Age-proof your hands
Every year, women spend billions of dollars on anti-ageing
face creams. But what about another highly exposed,
and equally delicate, part of the body?
Next to your face, the skin on your hands is the most exposed part of your body. You can't hide them under clothes, conceal them behind high collars or scarves, and you can't cover them with make-up. As a result, your hands are exposed to a gamut of abuse on a daily basis, from the sun and the wind, to heat, air-conditioning and general wear and tear. And when it comes to others guessing your true age, they can often be the body part that gives the game away. While the backs of young hands are unblemished, unwrinkled and plump, older hands tend to look thin and bony, with loose, wrinkled skin and visible veins. The bad news doesn't end with these external factors. Genetics and gravity also have a role to play in the way our hands age.
Dr Jan Knight, a cosmetic physician and public relations officer for the Cosmetic Physicians Society of Australasia, says there are common problems associated with ageing hands. "Variation in colour is the most common issue, and it's far more ageing than wrinkles," she says. "These variations include brown spots such as seborrheic warts, and hyperkeratosis, or sunspots. Following this, it is prominent veins that are most apparent due to loss of dermal volume and sun damage."
The good news is that there are things you can do to improve the appearance of ageing hands."Creams that contain hydroquinone or other bleaching agents can help reduce pigmented spots," Dr Knight says. "Vitamin A cream and products containing glycolic acid can also help by making the skin look and feel smoother."

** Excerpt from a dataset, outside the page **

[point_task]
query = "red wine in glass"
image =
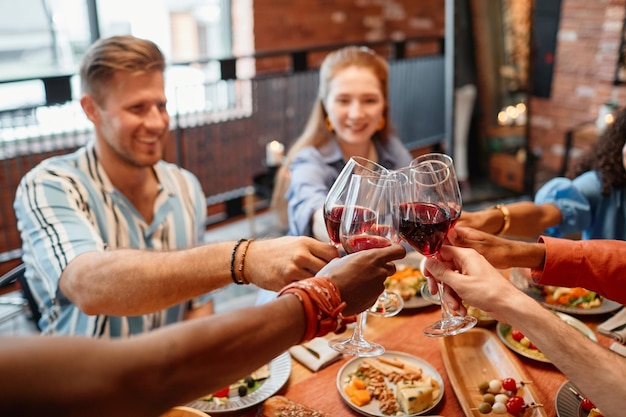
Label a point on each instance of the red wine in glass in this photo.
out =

Another method that can remove spots, and which is inexpensive, is cryotherapy. "Cryotherapy freezes the cells containing the pigment, and causes them to blister and fall off," Dr Knight says. "Lasers or intense pulsed light therapy can help to rejuvenate hands, though the latter may require two to three treatments. A resurfacing laser treatment is another effective solution for removing spots." Dermal fillers can also be used to plump up hands and hydrate the skin so that veins appear less obvious, and specific formulas have been created for this purpose. As with all rejuvenation treatments, however, there are pros and cons.
"Lasers heat cells to cause cell destruction, for example, which means it will generally be uncomfortable, even painful," Dr Knight says. "And bleaching creams should be used with caution. There have been reports of possible adverse effects from the long-term use of low-strength bleaching agents, and short-term use of products containing very high concentrations. "What's important is that you see a qualified professional who will provide you with the most suitable treatment for your needs."